I am looking for the tangent space of $SL(n,\mathbb{R}) = \{A\in\mathbb{R}^{n\times n} | \det{A}=1 \}$ (actually $n=3$) at an arbitrary $M\in SL(n,\mathbb{R})$. From now on I will omit the $\mathbb{R}$ for convenience.
It is well known and easy to prove that the tangent space at the identity matrix $\mathbb{1}$, $T_1SL(n)$, is the set of all traceless matrices of the same size.
However I am not able to generalize this result. These are my thoughts:
Let $\gamma:\mathbb{R}\to SL(n)$ be a curve with known $\gamma(0) = M$ and unknown $\gamma^\prime(0)=X$. Let's differentiate the $SL$-characteristic equation: $$\frac{d}{dt}|_{t=0}\det{\gamma}(t) = D(\det)|_{\gamma(0)}\,\cdot\,\gamma^\prime(0) = \frac{d}{dt}1 = 0$$
Here $A\cdot B = A_{ij}B_{ij}$. The trick for $M=\mathbb{1}$ is
$$D(\det)|_1 = \mathbb{1},$$
so the above differentiation equation reads ${\rm tr}(\gamma^\prime(0))=0$. However in the general case
$$D(\det)|_M = {\rm Cof}(M)$$
the cofactor matrix. As far as I see ${\rm Cof}(M) \cdot X = 0$ is of no use. Any ideas out there? Thanks.

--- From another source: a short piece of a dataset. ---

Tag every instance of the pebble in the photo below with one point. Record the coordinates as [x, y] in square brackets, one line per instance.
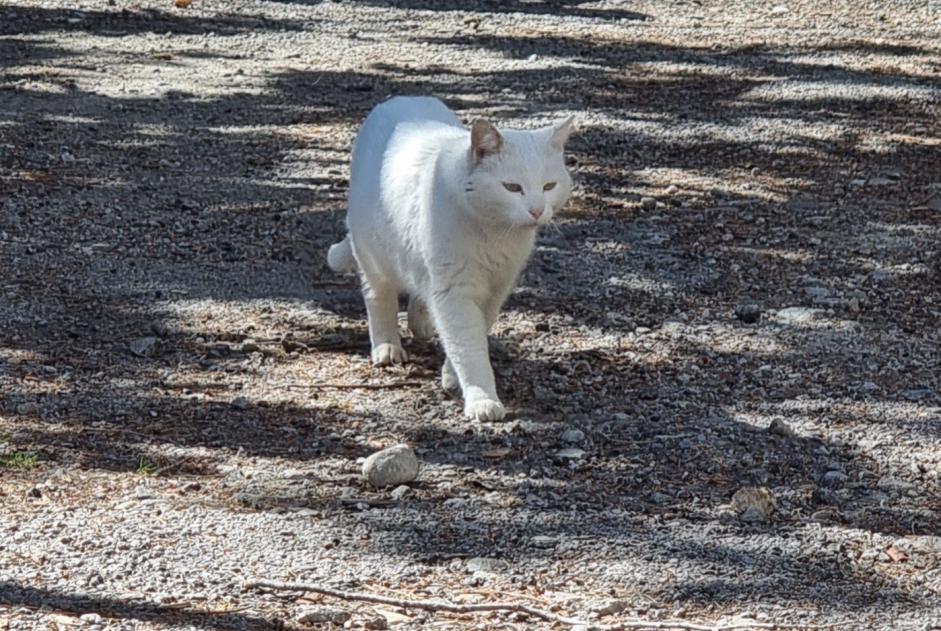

Multiplying by a matrix $M$ is a linear transformation from $\Bbb{R}^{n\times n}$ to itself. It is also continuous, differentiable,..., whatever. Furthermore, if $M\in SL_n$ multiplication by $M$ maps any element of the group to another element. So if $T$ is the well-known tangent space of $SL_n$ at the identity, then surely $$MT=\{MX\mid X\in T\}$$ is the tangent space at $M$.
Observe that because $MTM^{-1}=T$ we have $MT=TM$. IOW you can multiply from the left or from the right as you see fit.
If $\gamma(t)$ is a path thru the identity, then $M\gamma(t)$ is a path thru $M$. Also $\dfrac d{dt}(M\gamma(t))=M\dfrac d{dt}\gamma(t)$ etc.